There are a few more, but super-long blog posts are also not a good idea, so I'm done here. Of course, these are only my opinions. I would love to hear yours.

Tuesday, June 8, 2010

could less be more?

This is a straight copy and paste from the newsletter I get from the Tulsa Chamber of Commerce. I think this is right on and some churches ought to consider following suit. Love your feedback on this one. Leave a comment, please.

Retailers cut choices to increase sales

After years of tempting customers with ever-expanding arrays of brands, hues, sizes and flavors, retailers are now reducing the amount of choice on their shelves. Storekeepers are culling their product lines to trim costs, reduce consumer confusion and ultimately boost sales.

Reducing the number of products can help companies increase sales by as much as 40 percent while cutting costs by 10 to 35 percent, according to a 2007 study by consultant Bain & Co. However, it's important to be careful when cutting products and react quickly to customer feedback.

When Procter & Gamble Co. recently reduced the number of its soap and other skin care offerings by about one-third at one retailer, sales grew. Shoppers reported they felt that they had more choices because the selection on the shelf was clearer.

Source: The Globe and Mail

Wednesday, June 2, 2010

today I prayed

I set aside about half the day to "spend with God". Whatever that means.
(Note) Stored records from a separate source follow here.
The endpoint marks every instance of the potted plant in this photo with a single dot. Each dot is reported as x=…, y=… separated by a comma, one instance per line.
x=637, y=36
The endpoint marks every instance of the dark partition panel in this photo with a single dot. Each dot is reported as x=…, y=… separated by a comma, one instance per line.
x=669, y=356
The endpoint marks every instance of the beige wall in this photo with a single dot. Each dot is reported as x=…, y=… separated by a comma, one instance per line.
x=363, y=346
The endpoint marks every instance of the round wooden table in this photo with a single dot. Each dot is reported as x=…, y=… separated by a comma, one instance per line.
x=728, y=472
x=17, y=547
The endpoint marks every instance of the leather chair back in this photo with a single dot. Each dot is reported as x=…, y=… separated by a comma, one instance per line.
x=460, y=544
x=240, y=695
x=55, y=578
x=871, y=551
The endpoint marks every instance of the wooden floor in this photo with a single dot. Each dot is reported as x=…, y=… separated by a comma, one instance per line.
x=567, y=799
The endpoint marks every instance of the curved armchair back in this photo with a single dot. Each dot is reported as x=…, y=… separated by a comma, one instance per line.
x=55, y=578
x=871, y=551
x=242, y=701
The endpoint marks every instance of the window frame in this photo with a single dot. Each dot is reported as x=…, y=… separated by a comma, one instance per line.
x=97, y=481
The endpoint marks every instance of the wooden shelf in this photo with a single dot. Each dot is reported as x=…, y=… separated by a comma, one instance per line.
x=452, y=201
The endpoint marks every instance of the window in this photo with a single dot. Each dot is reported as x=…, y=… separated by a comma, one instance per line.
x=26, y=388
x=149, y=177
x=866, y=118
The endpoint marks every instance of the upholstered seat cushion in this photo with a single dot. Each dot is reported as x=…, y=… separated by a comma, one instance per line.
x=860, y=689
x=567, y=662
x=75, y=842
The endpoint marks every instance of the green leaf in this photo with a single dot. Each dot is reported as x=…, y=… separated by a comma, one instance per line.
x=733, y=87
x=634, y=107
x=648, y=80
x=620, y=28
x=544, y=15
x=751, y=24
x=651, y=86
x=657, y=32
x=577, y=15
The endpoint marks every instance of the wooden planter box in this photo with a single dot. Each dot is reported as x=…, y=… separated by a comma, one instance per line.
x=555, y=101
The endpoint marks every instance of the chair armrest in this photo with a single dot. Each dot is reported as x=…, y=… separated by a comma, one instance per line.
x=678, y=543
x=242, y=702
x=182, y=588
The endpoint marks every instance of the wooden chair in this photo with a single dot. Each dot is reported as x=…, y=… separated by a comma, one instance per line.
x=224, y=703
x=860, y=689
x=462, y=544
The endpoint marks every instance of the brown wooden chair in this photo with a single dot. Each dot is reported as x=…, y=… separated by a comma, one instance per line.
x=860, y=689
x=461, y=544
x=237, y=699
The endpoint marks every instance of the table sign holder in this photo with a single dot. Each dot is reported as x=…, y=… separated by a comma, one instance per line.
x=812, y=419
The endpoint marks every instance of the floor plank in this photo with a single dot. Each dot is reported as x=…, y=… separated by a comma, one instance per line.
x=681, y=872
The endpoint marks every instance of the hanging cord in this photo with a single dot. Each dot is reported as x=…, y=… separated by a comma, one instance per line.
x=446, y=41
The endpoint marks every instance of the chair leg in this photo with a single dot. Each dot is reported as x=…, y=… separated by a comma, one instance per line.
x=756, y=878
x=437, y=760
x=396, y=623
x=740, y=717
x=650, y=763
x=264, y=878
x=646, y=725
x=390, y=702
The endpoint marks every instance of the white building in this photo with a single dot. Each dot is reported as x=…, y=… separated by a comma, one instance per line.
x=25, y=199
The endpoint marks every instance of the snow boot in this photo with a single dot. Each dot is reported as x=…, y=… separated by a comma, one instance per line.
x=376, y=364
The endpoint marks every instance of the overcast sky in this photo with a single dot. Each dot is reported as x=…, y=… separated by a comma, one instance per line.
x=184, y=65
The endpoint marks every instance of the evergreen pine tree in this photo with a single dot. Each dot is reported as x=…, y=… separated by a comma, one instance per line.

I guess I'm learning what it means, because every time I do this, God teaches me things and gives me clues about where to step next.

I had breakfast with Josh Schneeberger. It was a great conversation. Here is a young guy looking for a challenge, hoping to be stretched and asking for accountability. It doesn't get much better than that. I left our breakfast this morning realizing that God taught me a whole bunch about how much we leaders need to rely on Him. I know that sounds so weak and cliche', but there is something that God did in my soul this morning along those lines. Words don't cut it.

Next, I drove over to the area of the city where I lived as a young kids (like ages 7-12). Man, this is another one that I don't have words for, but I can say for sure I have a vision to plant a church in that part of town someday. Actually, I want to send a planter into that part of town. I so don't connect with the culture there - mostly Spanish and some Asian - but my spirit is on fire as I imagine a church operating in the abandoned car lot on 31st and 169. If you read this and God sets your heart on fire in a similar way, call me today. I think He might be up to something here.

Next, I spent some time walking and praying at Hicks Park. I played there endless hours as a kid and as I prayed for my boys today I believe God broke a generational curse that they may never have to deal with - at least not at the level I have dealt with it.

More than anything, the sermon I will preach this weekend about the wonder of God has come alive to me in some new ways today. I love living in Tulsa. Not so much because it's a better city than yours, but because God wants me here and I feel like I belong here. It's the first time I feel like I belong in a city since . . . the last time I lived in Tulsa.